The early morning was quiet as I sat in my chair with my Bible propped open on my lap. My thoughts, however, were not so quiet. As I scrolled through facebook before rolling out of bed, the many needs and struggles just overwhelmed me. We live in a world full of pain and struggles. There are young people battling cancer and other illnesses, people struggling in their relationships, financial stress, political unrest and arguing, racial and religious divisions, orphans in need of parents, slaves in need of being rescued, and disasters happening throughout the world.
Even this particular morning, I was headed to take my daughter to her dermatologist for a biopsy of skin lesions that they were concerned about. My anxiety was mounting- yes, I am a worrier and my 11 year old does not handle some medical situations very well! I needed to quiet my own thoughts so that I could help my daughter deal with hers. 

My Bible was opened to Ecclesiastes where I had been reading lately. Now I was in chapter 11. I trudged through the verses.
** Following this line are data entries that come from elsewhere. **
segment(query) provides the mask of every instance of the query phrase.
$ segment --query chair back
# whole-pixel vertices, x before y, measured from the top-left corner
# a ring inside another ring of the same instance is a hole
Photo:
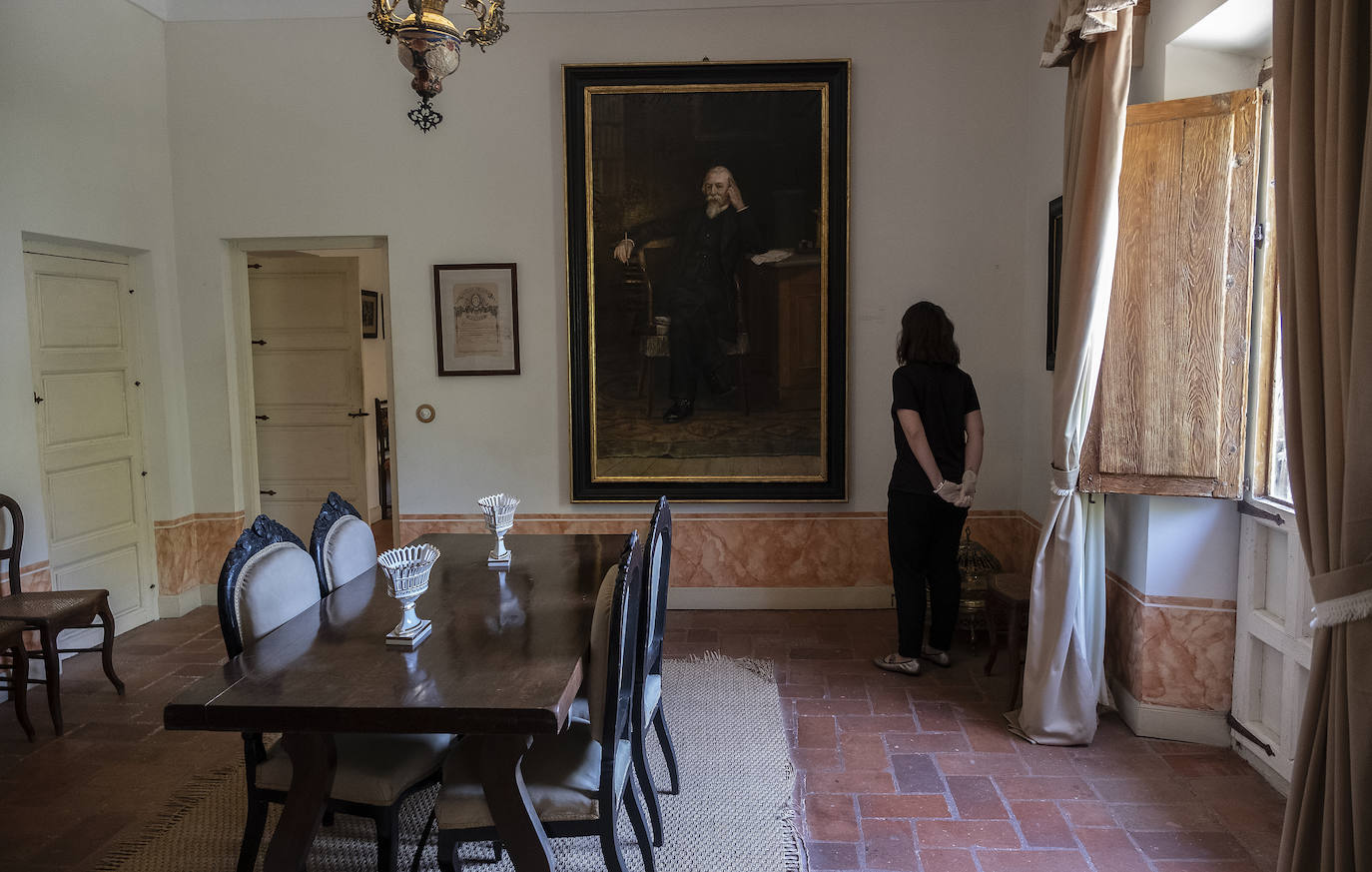
[[[672,509],[667,497],[659,497],[653,509],[653,522],[648,525],[648,542],[643,545],[643,618],[642,644],[643,659],[639,662],[639,680],[649,673],[661,672],[663,633],[667,629],[667,584],[672,564]]]
[[[19,511],[19,504],[14,497],[8,497],[0,493],[0,508],[10,512],[10,547],[0,548],[0,560],[8,560],[7,566],[10,569],[10,593],[22,593],[19,582],[19,551],[23,548],[23,512]]]
[[[310,533],[310,556],[320,580],[320,596],[376,566],[376,537],[351,503],[329,492]]]
[[[320,601],[314,560],[281,523],[258,515],[220,571],[220,632],[229,656]]]
[[[591,682],[604,688],[600,700],[591,703],[591,735],[601,743],[601,768],[612,773],[619,742],[628,739],[632,724],[630,707],[634,699],[634,650],[638,644],[638,610],[643,589],[643,549],[638,531],[624,540],[617,571],[606,573],[595,603],[591,622]],[[600,711],[597,717],[597,702]],[[602,783],[604,779],[602,779]]]

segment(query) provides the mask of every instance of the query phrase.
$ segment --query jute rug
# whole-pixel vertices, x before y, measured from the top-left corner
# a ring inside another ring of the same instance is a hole
[[[719,655],[665,661],[663,693],[682,772],[682,792],[659,792],[667,843],[654,862],[661,872],[803,872],[793,821],[794,772],[786,748],[772,665]],[[649,759],[659,791],[667,768],[650,737]],[[436,788],[435,788],[436,790]],[[435,790],[412,796],[401,814],[401,869],[409,869]],[[243,764],[189,784],[136,840],[122,845],[99,872],[226,872],[237,862],[246,802]],[[266,838],[279,806],[268,820]],[[627,869],[642,869],[628,818],[620,812],[620,851]],[[263,839],[263,843],[266,839]],[[265,854],[263,846],[263,854]],[[558,869],[604,871],[597,839],[554,839]],[[494,862],[490,845],[462,846],[468,869],[513,872],[509,857]],[[259,857],[261,864],[261,857]],[[261,865],[259,865],[261,868]],[[311,872],[373,872],[372,823],[340,814],[320,829]],[[429,838],[421,869],[438,872]]]

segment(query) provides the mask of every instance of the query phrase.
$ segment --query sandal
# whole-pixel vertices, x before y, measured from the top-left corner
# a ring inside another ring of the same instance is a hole
[[[919,674],[919,661],[914,658],[903,658],[899,654],[888,654],[886,656],[873,658],[871,662],[877,669],[885,669],[886,672],[899,672],[904,676]]]

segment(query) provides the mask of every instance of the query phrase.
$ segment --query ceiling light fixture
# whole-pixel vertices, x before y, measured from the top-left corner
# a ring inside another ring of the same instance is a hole
[[[458,30],[443,16],[449,0],[407,0],[409,18],[398,18],[395,7],[401,0],[372,0],[372,11],[366,14],[387,44],[395,37],[399,43],[397,54],[405,69],[414,74],[410,87],[420,95],[418,108],[412,108],[410,121],[428,133],[443,121],[443,114],[429,102],[443,91],[443,78],[457,69],[462,43],[486,51],[495,40],[509,32],[505,23],[505,0],[464,0],[462,5],[476,15],[476,27]]]

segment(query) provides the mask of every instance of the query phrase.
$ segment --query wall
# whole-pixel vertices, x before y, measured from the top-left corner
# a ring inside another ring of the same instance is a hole
[[[0,492],[26,509],[30,566],[45,563],[48,549],[29,376],[26,238],[132,255],[150,515],[193,511],[163,23],[122,0],[14,0],[0,27]]]
[[[1024,309],[1029,158],[1006,130],[1061,126],[1051,114],[1032,115],[1019,85],[1039,52],[1039,25],[1026,19],[1013,1],[512,14],[512,33],[484,55],[468,52],[449,80],[436,102],[447,122],[428,135],[405,118],[414,97],[394,49],[357,16],[169,25],[198,508],[236,508],[221,240],[376,235],[388,238],[390,328],[399,338],[401,511],[416,519],[466,514],[477,496],[509,490],[530,514],[642,515],[642,507],[569,504],[560,65],[690,60],[704,45],[716,60],[853,59],[852,500],[842,511],[885,507],[897,321],[908,302],[929,297],[960,324],[986,409],[978,507],[1014,512],[1022,361],[1003,350],[1024,347],[1024,325],[993,314]],[[948,38],[973,32],[974,40]],[[241,63],[247,56],[251,65]],[[1061,133],[1044,137],[1043,151],[1054,136]],[[431,265],[495,261],[520,268],[524,375],[436,378]],[[420,402],[436,406],[435,423],[414,420]],[[816,507],[712,512],[778,508]],[[879,542],[878,533],[866,529],[862,545]]]

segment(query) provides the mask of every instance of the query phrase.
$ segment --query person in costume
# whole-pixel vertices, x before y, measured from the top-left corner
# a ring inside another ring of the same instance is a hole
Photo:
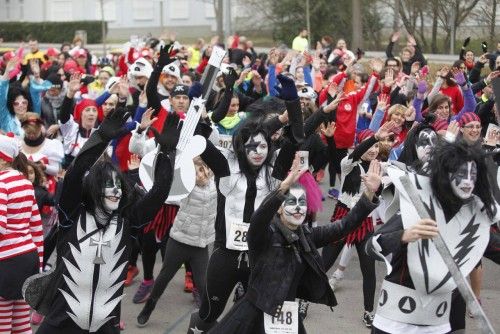
[[[278,78],[282,85],[281,98],[285,100],[290,118],[290,136],[297,143],[304,136],[297,90],[292,79],[281,75]],[[269,121],[247,119],[233,136],[234,152],[221,148],[220,154],[207,141],[207,149],[201,157],[214,172],[218,192],[215,250],[208,263],[202,304],[199,312],[191,316],[189,333],[213,327],[236,283],[241,282],[244,287],[248,284],[246,235],[250,217],[277,187],[277,179],[283,178],[283,170],[288,171],[295,153],[293,144],[291,149],[282,148],[273,168],[271,134],[282,126],[278,117]]]
[[[317,248],[345,237],[376,208],[380,164],[371,162],[363,176],[365,191],[346,216],[335,224],[310,228],[303,222],[313,188],[302,184],[312,176],[301,176],[299,160],[297,153],[290,174],[252,215],[247,234],[252,270],[248,292],[209,333],[267,333],[284,319],[281,324],[287,324],[289,332],[302,334],[306,330],[295,298],[337,305]]]
[[[344,217],[361,198],[364,192],[364,184],[361,182],[361,176],[366,173],[370,162],[378,156],[380,140],[391,135],[391,129],[394,122],[387,122],[379,128],[376,133],[371,130],[363,130],[358,134],[358,146],[347,157],[342,159],[341,166],[341,195],[332,214],[332,223],[337,222]],[[328,141],[331,146],[332,142]],[[334,149],[334,147],[331,147]],[[375,297],[375,262],[364,253],[364,244],[373,233],[373,220],[371,216],[364,218],[363,224],[355,231],[335,243],[330,243],[323,248],[322,258],[325,269],[330,269],[339,256],[345,244],[356,245],[358,256],[360,258],[360,268],[363,274],[363,296],[364,313],[363,322],[367,327],[371,326],[373,300]]]
[[[145,195],[133,198],[119,169],[99,159],[109,142],[124,131],[127,117],[124,108],[109,115],[66,173],[59,202],[56,262],[62,270],[55,271],[59,277],[54,277],[56,284],[51,288],[57,290],[37,333],[120,331],[130,236],[153,219],[168,196],[179,137],[179,118],[174,115],[157,136],[160,153],[154,185]],[[31,283],[37,284],[36,279]]]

As I had been reading through Ecclesiastes, some of the teachings that had stood out to me were- 1) without God, nothing else matters 2) Nothing except Jesus Christ brings lasting satisfaction 3) God gives purpose to our lives 4) even though life does not always seem fair and we do not always understand things, our sovereign God has a plan. The verses that I was reading were more of the same until I reached verse 7. The words that I read as the sun rose on a new day were, "Light is sweet, and it is pleasant for the eyes to see the sun." On this particular morning those verses resonated in my soul and brought HOPE. It immediately brought me to the verse in John where Jesus says, "I am the light of the world" (John 8:12).
When I get focused on all the hurt and pain of this world, it overwhelms me. So many things are out of my control, and at times I feel crippled by fear and anxiety. When I focus on Jesus Christ, the Light of the world, it puts things in a different perspective. He came to earth to overcome the effects of sin and darkness. He won that victory!

Yes, here on earth we will endure pain and hardships, but we are equipped to handle the things that come our way through Christ. He brought hope and light to a world that was overcome with darkness, and we are given the gift of that hope today.

When we accept the light of Christ in our lives, we too become light (Matt. 5:14) and can offer hope to a world that desperately needs to see the love, light, and hope of Jesus Christ. Just as the sun lights up the horizon at sunrise or shines through the clouds after the rain, may we shine forth the light of Christ to offer hope to our world of darkness and storms.